Chinese calligrapher and painter

Yun Shouping (惲壽平; 1633 – 1690), also known as Nantian (南田), was a Chinese calligrapher and painter. He was a major artist of the early Chinese Qing dynasty. Along with the Four Wangs and Wú Lì, he was regarded as one of the "Six Masters" of the Qing period.

==Biography==
Yun Shouping was born to an impoverished family in Wujin, Jiangsu province. Although he excelled in his classes, his family could not afford for him to attend the civil service examinations. Yun Shouping devoted himself to art. As a child, he composed poetry on lotus blossoms.
== Career ==
As an artist, poet, and calligrapher, Yun Shouping has been said to have mastered the three perfections. He is the founder of the Ch'ang-chou school of painting, and he is credited with reviving the popularity of flower paintings. The mogu bird-and-flower motif experienced a resurgence through Yun Shouping's works and school of art.

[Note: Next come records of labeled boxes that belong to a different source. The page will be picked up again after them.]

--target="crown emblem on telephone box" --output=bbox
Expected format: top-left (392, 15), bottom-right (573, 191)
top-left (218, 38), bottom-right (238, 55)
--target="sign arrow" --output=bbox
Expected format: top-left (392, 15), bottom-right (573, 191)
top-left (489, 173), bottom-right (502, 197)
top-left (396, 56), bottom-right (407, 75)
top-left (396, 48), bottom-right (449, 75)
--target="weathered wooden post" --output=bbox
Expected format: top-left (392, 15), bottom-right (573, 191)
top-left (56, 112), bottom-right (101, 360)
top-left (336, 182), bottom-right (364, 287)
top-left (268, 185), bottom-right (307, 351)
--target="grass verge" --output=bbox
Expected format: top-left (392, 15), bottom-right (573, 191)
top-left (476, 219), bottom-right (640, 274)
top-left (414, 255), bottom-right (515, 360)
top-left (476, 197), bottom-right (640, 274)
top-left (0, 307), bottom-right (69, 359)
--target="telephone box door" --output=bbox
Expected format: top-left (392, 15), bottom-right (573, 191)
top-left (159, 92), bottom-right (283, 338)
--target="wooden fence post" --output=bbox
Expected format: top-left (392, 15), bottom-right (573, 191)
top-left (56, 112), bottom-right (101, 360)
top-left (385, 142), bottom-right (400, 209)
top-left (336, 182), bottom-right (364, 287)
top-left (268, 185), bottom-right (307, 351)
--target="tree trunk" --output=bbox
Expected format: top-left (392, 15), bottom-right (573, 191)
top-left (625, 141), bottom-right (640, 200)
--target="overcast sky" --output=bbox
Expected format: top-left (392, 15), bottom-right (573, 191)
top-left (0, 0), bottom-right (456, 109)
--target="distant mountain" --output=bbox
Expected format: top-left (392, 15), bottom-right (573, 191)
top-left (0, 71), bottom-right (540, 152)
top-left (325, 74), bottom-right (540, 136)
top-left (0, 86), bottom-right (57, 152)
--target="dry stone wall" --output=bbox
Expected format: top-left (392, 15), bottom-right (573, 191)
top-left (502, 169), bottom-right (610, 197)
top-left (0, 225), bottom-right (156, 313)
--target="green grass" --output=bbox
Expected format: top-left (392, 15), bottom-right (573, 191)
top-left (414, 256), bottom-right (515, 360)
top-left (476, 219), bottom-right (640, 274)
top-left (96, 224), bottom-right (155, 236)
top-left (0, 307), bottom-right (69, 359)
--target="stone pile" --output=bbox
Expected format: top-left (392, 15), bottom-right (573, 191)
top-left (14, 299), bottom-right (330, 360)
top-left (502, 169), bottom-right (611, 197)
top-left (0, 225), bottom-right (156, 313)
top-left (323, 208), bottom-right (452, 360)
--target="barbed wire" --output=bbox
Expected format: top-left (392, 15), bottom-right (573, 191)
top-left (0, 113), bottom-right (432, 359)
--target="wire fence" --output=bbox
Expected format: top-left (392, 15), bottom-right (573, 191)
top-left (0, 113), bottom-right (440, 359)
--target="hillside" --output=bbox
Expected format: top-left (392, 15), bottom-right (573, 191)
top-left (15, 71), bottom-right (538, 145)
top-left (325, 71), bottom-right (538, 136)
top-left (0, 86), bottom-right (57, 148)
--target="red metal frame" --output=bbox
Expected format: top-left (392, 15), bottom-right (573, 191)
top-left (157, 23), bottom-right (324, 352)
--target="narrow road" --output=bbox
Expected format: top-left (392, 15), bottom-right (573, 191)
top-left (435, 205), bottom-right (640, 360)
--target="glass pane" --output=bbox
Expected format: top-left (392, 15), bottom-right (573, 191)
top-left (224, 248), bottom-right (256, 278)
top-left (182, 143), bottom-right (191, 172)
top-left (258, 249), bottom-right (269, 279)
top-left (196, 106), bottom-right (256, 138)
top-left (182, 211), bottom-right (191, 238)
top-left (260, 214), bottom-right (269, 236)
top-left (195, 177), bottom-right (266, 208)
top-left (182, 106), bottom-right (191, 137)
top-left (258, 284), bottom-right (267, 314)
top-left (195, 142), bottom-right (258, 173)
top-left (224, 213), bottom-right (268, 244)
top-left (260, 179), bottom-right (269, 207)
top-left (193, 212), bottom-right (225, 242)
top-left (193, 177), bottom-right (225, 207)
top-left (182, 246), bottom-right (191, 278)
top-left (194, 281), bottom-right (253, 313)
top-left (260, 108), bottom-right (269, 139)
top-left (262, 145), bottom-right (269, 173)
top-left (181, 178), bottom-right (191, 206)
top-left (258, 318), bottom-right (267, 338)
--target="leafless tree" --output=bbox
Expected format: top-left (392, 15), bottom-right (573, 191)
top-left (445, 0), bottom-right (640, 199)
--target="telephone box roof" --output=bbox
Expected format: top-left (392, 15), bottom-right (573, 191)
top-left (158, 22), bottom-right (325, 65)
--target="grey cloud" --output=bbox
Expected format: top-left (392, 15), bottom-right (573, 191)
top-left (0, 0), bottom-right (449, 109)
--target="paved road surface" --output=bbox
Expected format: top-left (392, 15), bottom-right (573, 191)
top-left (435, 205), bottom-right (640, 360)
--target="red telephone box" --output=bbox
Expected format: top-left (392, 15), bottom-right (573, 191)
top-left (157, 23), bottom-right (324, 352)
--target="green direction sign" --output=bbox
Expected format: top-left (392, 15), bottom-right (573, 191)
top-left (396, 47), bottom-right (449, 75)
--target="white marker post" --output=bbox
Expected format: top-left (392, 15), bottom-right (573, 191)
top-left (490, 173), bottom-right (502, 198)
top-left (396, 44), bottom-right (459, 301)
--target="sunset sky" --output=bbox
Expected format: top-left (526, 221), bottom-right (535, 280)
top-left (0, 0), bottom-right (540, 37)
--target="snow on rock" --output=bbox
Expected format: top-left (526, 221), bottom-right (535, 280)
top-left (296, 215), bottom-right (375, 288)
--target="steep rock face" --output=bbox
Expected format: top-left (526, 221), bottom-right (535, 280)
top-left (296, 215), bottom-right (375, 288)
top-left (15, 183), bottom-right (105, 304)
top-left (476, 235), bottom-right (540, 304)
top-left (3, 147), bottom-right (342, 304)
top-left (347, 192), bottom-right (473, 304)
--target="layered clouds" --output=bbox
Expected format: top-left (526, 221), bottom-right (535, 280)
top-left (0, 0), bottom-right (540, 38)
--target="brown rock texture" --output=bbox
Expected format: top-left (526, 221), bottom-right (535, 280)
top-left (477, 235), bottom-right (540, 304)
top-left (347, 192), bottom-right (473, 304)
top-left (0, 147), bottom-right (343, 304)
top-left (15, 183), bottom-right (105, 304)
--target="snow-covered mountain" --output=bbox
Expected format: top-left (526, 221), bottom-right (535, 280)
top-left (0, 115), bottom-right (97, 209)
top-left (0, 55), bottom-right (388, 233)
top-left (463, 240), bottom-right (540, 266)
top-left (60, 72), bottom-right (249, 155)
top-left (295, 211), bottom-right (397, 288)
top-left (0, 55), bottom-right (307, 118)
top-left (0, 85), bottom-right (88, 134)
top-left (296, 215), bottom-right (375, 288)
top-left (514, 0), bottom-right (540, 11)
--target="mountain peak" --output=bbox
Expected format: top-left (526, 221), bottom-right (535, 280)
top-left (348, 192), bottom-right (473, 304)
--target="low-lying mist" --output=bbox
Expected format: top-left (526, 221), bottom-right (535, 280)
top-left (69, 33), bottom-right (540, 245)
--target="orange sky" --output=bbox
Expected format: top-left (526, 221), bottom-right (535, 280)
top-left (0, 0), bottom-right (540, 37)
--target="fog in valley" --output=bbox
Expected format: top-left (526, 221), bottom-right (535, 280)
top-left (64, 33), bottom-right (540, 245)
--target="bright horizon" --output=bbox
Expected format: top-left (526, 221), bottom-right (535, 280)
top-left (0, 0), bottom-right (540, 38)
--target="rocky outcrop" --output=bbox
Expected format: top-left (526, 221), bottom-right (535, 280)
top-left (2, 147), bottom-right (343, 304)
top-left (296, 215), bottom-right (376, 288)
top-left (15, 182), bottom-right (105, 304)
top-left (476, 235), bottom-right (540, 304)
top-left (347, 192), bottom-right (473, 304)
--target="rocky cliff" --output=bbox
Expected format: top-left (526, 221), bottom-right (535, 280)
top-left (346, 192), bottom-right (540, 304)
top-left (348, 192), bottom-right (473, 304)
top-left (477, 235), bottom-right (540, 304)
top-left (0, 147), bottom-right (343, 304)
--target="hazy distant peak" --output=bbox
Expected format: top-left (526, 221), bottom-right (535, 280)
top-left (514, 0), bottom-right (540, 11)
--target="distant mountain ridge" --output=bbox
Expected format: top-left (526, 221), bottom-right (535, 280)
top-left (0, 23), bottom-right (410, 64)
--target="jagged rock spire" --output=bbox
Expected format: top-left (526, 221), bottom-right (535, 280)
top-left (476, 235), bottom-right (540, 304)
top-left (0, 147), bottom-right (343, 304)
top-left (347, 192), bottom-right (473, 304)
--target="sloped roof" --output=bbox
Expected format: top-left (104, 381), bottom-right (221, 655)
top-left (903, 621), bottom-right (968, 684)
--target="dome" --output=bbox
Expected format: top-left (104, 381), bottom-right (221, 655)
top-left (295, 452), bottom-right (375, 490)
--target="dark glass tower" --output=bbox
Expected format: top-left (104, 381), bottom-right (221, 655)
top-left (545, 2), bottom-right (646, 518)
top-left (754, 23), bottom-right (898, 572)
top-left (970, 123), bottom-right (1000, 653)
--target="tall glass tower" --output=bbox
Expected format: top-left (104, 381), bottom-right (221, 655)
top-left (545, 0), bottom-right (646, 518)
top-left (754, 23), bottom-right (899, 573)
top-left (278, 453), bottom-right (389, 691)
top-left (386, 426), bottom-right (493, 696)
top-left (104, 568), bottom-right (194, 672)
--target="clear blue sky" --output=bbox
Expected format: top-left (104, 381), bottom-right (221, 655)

Yun Shouping was initially a landscape painter, but he was reportedly so impressed by the works of the artist Wang Hui that he abandoned his training in favor of flower, animal, and insect paintings. Yun Shouping has been mistakenly credited with influencing the works of Jiang Tingxi.

Yun was also recognized as a prominent calligrapher, in which he followed the style of Chu Suiliang.

== Style ==
Yun imitated the 11th-century artist Xu Xi's mogu (or 'boneless') method, an approach that tried to express art without rigidly defined outlines and forms. This style became a hallmark of the Yun family's artistic style, and Yun's daughter Bing continued to develop the technique.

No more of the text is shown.